Isn't it weird, but during the Ash Wednesday service, I was praying and asking Him to show me my sins. And He showed me that this "not fair" attitude is a stumbling block for me. My attention to those things that I view as being not fair is keeping me from praising Him. I know that I will stumble from time to time, but during this Lenten season of reflection and repentence, this attitude is what I will be working on.

Mary said...

I'm thinking Jesus knew from the very beginning Who He was, but He was an infant like any other, a toddler who perhaps didn't go through the "terrible twos". But He still had to learn to walk, to talk, like any other child. He had to live life like us in order to understand and truly be the sacrifice for our sins. Right now I can't for the life of me remember where it's written that in all things He was like a son of man, but sinned not--something to that effect....

When Jesus was in temple at the age of 12, His deep, probing questions of the rabbis and teachers were what astounded them. According to the notes in my study Bible, His questions were meant to stimulate the teachers of the day to recognize the Messiah when He began to move among them about 18 years later. Jesus went back home with Joseph and Mary and lived for those 18 years, just as everyone else. His own siblings didn't realize just Who Jesus was, so His childhood had to be pretty unremarkable.

John the Baptist knew who Jesus was even while they were both in-utero. If you remember, when Mary greeted Elizabeth, it says that the baby in Elizabeth's womb leaped at the sound of Mary's voice. So, Jesus certainly had to have known who He was. He left His place in Heaven to come down as that tiny baby and live just like us.

The descending of the Spirit of God when Jesus was baptized was for the benefit of those who witnessed it, not for John and certainly not for Jesus.

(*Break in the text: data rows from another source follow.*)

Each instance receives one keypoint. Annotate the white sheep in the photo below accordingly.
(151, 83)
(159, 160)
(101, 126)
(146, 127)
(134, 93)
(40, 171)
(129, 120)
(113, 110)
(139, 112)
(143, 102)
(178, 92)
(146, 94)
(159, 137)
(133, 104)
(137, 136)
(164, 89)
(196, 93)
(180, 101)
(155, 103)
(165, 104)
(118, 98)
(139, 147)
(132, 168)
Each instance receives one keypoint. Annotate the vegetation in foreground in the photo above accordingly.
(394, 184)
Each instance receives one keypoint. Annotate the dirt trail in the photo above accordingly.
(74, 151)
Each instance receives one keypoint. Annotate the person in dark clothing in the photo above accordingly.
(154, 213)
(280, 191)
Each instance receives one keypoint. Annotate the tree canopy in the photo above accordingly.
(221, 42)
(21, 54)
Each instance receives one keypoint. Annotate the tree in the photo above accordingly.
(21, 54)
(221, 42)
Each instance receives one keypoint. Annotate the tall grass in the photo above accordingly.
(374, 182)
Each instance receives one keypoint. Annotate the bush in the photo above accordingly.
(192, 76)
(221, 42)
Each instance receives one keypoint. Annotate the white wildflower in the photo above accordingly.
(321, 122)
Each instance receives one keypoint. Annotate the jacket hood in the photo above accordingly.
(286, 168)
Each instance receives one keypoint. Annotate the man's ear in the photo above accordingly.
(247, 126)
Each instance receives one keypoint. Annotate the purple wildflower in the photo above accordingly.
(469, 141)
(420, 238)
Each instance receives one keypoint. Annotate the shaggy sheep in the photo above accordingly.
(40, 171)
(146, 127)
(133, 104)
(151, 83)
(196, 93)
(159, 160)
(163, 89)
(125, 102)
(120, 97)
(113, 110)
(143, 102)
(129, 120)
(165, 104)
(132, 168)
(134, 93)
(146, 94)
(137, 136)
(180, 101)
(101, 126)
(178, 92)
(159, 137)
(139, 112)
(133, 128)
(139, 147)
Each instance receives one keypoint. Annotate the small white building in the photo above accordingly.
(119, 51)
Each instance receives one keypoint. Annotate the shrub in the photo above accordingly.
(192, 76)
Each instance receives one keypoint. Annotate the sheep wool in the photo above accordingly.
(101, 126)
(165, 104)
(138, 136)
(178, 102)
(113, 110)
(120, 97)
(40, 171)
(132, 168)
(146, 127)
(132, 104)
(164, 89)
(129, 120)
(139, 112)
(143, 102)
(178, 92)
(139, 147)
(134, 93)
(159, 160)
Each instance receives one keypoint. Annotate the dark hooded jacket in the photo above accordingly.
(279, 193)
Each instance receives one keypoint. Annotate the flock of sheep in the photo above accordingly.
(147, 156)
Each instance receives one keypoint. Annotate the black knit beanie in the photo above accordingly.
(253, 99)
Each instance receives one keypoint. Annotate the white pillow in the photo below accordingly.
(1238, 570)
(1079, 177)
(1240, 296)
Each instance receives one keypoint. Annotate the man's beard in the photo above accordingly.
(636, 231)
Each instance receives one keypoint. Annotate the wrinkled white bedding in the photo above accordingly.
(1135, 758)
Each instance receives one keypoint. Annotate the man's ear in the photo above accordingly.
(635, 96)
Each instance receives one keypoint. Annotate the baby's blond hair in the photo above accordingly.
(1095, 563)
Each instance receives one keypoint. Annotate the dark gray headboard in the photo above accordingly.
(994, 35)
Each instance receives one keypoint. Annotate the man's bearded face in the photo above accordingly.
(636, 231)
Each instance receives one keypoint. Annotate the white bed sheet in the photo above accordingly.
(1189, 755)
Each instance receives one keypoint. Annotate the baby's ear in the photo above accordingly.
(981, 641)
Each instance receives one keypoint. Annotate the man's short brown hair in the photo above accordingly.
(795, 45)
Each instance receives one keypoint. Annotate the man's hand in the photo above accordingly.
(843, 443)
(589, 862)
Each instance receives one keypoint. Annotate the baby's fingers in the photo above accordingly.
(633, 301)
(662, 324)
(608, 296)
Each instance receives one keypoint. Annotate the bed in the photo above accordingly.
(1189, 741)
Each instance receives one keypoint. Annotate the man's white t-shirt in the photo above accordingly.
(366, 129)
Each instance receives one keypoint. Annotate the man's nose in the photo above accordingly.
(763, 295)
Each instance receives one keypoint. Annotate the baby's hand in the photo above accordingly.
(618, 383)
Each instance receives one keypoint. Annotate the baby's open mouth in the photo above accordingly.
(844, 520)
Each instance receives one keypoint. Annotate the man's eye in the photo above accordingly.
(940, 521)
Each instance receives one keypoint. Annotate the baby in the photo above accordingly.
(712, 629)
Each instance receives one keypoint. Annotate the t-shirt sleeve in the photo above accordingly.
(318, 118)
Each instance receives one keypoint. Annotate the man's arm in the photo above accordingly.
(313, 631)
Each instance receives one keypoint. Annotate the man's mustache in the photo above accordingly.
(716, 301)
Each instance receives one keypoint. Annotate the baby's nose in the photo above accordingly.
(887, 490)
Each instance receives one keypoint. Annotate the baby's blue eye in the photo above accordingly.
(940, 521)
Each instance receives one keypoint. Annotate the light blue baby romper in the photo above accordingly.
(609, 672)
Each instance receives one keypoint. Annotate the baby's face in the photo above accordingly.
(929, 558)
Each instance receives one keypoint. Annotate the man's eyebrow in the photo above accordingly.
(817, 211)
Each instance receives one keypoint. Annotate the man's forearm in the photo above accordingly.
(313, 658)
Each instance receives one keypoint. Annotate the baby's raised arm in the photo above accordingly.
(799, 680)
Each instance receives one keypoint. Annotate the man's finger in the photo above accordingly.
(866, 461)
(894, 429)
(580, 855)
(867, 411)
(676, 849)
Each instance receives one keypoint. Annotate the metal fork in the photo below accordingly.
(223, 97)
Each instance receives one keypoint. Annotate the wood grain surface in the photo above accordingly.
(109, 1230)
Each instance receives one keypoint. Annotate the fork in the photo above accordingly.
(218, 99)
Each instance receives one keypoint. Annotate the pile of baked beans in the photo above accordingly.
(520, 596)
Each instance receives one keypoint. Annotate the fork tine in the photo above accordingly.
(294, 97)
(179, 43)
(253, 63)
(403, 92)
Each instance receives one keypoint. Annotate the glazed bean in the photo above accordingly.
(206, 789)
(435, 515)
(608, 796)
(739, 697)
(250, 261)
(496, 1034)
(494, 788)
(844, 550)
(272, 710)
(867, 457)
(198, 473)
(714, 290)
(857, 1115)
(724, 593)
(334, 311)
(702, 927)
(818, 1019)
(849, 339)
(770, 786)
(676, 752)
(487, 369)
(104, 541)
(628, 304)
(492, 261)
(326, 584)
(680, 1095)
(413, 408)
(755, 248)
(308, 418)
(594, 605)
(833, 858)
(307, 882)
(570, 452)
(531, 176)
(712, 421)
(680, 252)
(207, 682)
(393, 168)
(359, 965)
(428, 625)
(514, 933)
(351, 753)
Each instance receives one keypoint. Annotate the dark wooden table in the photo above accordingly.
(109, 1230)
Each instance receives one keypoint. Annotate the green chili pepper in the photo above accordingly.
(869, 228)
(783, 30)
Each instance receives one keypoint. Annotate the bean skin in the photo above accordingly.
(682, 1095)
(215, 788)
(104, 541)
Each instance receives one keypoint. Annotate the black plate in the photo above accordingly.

John's gospel starts by telling us that Jesus was God and was there at the creation of the world. The study notes for John 1:14 read in part "When Jesus was born, God became a man. He was not part man and part God; He was completely human and completely divine (Colossians 2:9)." I think He understood that there was not going to be an Isaac-substitution at the last minute--HE was the sinless Lamb to be sacrificed for the sins of all. In order for that to happen, His Holy Father had to load all of our sins on Jesus and turn His face away from Him. The perfect Son of God felt the weight of all mankind's sins through the ages and had to suffer the agony of His Father turning away from Him and our sins. That was what caused Jesus to cry, "Why have You forsaken ME?" He had never before been separated from God.

Does this make any sense? I know it jumps around some, but that's the way my mind kind of works-sorry.